CME’s management’s mission is clear: to acquire one million paying users in the Czech and Slovak markets by 2026. So far, it looks like a realistic task. “But there is a huge question mark about what the economy will look like next year or in two years,” reminds the head of CME’s digital activities. Coincidentally, recently published surveys suggest that Czech households will start cutting back on culture, entertainment and other leisure activities.
In addition to how many people have paid for access to Voyo, TV stations are also interested in average viewing time. On average, users now spend 12 hours a week watching shows. Nova commissions various surveys that show Voyo has the highest proportion of users who watch daily or several times a week compared to competing services. Typical users are households of people in their thirties and forties, and Voyo has a greater representation of women compared to linear TV.
Betting on localism
No local service will ever have the budget of the global players. The annual investment by Netflix or Walt Disney in content production is in the tens of billions of dollars. Even if all the TV stations in the Czech market put their production budgets together, they wouldn’t pay the equivalent of one American series. That’s why Voyo highlights local themes, popular local actors and a wide library of domestic cinema. It has about 750 Czech films on offer.
However, the arrival of Disney+, HBO Max and other global apps on the Czech market also presents a complication when buying content from abroad. The biggest hits are jealously guarded by American production studios, who want to have exclusive films and series on their own platforms.
“So we are reaching out a little bit differently than the American film studios. For example, Scandinavian crime films work very well for us. We have quite a lot of interesting series from the UK, from the BBC and ITV. That’s something that works here, so we’ll keep going after interesting European work,”
Grunt hints at a buying strategy.
“In all the countries where CME operates, we want to be the strongest local service of first choice for people who want to watch quality local content. Whether it’s movies, series, or some shows, reality shows, whatever else. That’s the place we want to occupy in the market,” he explains.
“The biggest focus and investment at CME is on Voyo. It is the backbone of the entire digital transformation of CME in all the countries where we operate. Voyo cuts across the structure of TV stations, basically almost all teams. Then it automatically transforms the whole company,” Grunt continues. “Voyo may have been around for 11 years, but it went through waves where it was a priority, then again it wasn’t, it was in a drawer and AVOD – a free archive of shows with video advertising – was being pushed. With the arrival of a new owner, it’s become a key priority for the group again,” he explains.
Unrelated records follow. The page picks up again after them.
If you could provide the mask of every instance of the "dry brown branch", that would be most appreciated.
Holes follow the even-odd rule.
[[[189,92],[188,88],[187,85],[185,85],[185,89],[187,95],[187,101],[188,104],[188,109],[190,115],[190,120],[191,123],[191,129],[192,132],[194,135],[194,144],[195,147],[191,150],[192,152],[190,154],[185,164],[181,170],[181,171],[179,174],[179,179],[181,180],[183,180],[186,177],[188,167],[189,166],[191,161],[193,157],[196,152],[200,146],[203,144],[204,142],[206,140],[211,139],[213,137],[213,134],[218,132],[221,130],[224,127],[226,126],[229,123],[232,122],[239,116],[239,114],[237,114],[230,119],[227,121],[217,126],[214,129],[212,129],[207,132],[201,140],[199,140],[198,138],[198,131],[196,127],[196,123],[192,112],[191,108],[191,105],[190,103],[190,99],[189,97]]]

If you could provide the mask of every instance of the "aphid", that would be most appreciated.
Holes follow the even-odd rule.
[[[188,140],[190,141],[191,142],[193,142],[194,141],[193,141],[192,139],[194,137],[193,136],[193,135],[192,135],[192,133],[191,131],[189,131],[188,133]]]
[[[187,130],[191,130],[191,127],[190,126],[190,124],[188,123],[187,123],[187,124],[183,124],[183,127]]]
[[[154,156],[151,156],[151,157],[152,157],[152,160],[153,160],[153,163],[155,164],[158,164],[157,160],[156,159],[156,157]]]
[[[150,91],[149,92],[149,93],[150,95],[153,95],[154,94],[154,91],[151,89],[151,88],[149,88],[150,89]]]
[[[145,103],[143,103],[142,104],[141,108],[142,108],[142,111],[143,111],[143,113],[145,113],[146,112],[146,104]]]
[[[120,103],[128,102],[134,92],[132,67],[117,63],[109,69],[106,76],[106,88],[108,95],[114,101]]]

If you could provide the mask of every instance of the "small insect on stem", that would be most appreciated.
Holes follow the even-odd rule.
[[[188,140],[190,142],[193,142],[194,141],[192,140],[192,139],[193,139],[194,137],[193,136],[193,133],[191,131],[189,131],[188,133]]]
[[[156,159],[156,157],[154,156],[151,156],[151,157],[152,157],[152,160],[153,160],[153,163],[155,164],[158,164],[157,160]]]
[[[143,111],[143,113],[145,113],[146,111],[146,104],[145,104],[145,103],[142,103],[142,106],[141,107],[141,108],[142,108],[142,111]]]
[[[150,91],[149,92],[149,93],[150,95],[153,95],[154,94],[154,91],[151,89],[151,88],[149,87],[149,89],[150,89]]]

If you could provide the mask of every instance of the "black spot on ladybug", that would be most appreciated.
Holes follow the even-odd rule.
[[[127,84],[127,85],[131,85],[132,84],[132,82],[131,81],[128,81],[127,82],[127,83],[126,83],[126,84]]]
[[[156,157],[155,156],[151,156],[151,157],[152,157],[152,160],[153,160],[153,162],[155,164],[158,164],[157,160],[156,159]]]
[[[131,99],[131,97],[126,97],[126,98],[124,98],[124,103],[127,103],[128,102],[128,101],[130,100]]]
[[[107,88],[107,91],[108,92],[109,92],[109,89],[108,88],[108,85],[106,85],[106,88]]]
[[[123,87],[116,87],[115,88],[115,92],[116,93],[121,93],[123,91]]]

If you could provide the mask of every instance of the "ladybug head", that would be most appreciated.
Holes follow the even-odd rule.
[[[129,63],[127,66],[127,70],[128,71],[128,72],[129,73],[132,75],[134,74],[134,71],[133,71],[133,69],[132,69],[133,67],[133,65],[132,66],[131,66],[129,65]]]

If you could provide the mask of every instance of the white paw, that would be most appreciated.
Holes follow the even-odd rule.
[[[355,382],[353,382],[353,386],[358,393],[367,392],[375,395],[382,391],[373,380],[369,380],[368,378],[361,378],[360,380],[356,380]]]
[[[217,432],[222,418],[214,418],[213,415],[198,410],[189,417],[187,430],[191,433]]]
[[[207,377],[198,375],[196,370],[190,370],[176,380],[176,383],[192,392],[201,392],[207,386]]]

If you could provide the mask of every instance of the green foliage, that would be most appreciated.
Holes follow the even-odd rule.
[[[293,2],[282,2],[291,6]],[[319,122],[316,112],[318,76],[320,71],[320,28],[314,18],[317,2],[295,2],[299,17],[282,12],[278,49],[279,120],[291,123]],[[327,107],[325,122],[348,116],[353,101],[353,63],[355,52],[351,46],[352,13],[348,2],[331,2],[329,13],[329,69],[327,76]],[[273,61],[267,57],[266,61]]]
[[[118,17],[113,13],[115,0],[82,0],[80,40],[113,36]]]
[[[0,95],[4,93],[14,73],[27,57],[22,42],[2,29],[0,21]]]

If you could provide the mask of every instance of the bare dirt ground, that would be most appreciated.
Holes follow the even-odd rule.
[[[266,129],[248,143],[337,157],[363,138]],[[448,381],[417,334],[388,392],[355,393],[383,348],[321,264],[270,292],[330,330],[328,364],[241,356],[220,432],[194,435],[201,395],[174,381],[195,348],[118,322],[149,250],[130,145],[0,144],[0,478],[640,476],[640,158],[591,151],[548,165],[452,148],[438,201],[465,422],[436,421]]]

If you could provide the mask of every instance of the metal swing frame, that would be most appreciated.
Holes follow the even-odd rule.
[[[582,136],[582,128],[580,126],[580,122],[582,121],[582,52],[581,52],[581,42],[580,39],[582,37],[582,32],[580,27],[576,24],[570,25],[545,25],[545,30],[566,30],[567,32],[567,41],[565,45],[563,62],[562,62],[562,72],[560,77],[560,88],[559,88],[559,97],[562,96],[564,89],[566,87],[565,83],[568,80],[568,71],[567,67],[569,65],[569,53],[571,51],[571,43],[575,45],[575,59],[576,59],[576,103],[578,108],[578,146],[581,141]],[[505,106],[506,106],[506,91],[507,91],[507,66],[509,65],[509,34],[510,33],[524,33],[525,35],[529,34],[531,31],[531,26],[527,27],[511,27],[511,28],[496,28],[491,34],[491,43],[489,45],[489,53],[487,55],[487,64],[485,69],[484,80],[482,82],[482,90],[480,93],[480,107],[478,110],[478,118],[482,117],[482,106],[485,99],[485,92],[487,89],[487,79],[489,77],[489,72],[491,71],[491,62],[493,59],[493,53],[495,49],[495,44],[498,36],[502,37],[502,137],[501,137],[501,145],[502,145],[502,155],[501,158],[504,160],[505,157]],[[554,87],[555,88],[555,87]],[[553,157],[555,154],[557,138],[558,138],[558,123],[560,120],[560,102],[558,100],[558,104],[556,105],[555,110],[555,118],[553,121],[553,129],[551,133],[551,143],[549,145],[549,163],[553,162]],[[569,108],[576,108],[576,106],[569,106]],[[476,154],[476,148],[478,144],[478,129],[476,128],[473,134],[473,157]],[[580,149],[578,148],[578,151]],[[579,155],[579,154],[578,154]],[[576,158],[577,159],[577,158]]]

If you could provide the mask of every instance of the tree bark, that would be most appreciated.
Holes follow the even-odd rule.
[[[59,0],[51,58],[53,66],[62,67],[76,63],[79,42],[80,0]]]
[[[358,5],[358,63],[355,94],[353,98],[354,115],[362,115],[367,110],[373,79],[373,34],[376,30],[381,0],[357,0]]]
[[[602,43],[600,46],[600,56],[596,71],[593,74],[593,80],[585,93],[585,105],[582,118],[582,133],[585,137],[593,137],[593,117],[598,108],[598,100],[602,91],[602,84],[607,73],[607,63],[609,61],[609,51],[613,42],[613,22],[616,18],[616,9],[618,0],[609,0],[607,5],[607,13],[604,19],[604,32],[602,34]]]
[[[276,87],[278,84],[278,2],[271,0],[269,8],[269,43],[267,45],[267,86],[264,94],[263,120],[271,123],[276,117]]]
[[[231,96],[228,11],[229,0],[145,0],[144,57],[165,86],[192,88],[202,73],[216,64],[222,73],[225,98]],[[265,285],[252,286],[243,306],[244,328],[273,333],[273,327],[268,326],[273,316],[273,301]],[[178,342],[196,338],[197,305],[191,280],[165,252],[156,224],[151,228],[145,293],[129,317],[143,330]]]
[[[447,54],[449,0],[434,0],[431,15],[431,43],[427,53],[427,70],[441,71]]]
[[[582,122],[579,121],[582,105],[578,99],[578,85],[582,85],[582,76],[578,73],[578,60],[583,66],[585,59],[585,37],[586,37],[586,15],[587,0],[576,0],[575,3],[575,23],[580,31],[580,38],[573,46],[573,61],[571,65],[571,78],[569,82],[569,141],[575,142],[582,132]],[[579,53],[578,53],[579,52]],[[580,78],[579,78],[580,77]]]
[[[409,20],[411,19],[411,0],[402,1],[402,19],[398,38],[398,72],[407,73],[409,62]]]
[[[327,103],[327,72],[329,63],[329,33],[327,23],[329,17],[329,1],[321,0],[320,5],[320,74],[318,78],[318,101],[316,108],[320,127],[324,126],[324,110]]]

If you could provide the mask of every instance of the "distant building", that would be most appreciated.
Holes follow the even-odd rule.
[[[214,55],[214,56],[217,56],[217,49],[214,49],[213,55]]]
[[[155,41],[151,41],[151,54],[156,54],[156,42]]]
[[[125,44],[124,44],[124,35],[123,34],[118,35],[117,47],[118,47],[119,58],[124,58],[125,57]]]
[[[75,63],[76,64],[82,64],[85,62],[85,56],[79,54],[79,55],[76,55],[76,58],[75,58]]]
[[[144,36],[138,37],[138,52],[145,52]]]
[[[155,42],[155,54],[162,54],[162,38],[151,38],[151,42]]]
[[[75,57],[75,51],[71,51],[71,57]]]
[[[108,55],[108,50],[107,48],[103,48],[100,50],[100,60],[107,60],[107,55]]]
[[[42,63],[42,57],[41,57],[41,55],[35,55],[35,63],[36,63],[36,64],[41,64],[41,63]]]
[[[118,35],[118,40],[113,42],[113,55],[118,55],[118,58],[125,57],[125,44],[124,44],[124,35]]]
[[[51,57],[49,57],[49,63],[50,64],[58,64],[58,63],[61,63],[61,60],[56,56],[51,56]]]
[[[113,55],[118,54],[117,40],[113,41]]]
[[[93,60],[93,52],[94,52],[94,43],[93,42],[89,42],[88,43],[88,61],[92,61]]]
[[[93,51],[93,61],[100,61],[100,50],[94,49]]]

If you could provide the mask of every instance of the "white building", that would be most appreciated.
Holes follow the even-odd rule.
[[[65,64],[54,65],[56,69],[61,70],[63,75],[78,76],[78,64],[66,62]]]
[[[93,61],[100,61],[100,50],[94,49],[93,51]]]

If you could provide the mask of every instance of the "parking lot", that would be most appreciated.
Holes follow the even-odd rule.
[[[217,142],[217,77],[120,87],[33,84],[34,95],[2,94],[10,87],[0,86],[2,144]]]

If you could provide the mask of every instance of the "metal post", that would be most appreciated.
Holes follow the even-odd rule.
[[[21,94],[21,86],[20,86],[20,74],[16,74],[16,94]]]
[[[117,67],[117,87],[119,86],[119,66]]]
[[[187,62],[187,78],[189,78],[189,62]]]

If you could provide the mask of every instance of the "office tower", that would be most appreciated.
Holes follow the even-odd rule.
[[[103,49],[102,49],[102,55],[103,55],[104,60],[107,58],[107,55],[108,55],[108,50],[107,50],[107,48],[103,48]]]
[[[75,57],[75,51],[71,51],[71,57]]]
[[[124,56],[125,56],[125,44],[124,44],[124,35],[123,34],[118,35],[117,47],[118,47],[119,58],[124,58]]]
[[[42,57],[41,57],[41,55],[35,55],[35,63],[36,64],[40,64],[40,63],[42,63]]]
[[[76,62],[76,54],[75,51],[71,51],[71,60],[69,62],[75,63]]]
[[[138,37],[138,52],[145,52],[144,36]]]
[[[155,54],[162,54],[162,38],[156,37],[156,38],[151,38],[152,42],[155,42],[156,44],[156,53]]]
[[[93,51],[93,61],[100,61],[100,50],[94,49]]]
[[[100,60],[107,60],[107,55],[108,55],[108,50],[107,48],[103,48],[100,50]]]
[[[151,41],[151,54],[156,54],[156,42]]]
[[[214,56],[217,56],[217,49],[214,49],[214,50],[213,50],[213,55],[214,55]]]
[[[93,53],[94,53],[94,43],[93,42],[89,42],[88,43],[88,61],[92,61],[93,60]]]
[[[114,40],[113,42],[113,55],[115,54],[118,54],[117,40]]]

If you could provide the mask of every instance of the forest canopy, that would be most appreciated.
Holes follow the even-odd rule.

Voyo has a different position in Slovenia, where they have developed paid content all the time, while they don’t have a free archive with ads at all. “Slovenia is very much a pay-TV market, they monetise all long-form content through Voyo. It’s a small market with two million inhabitants, but they developed Voyo and grew continuously. In all other markets, the Voyo curve was flat for a long time, it didn’t move for maybe ten years,” recalls the director of digital activities.
In the Czech Republic, Voyo’s development has been very fast. “We are still learning. As it grows quickly under our hands, we often forget to realise that we have only been working on it for a little over a year,” concludes Daniel Grunt. CME wants to use the experience gained for other markets.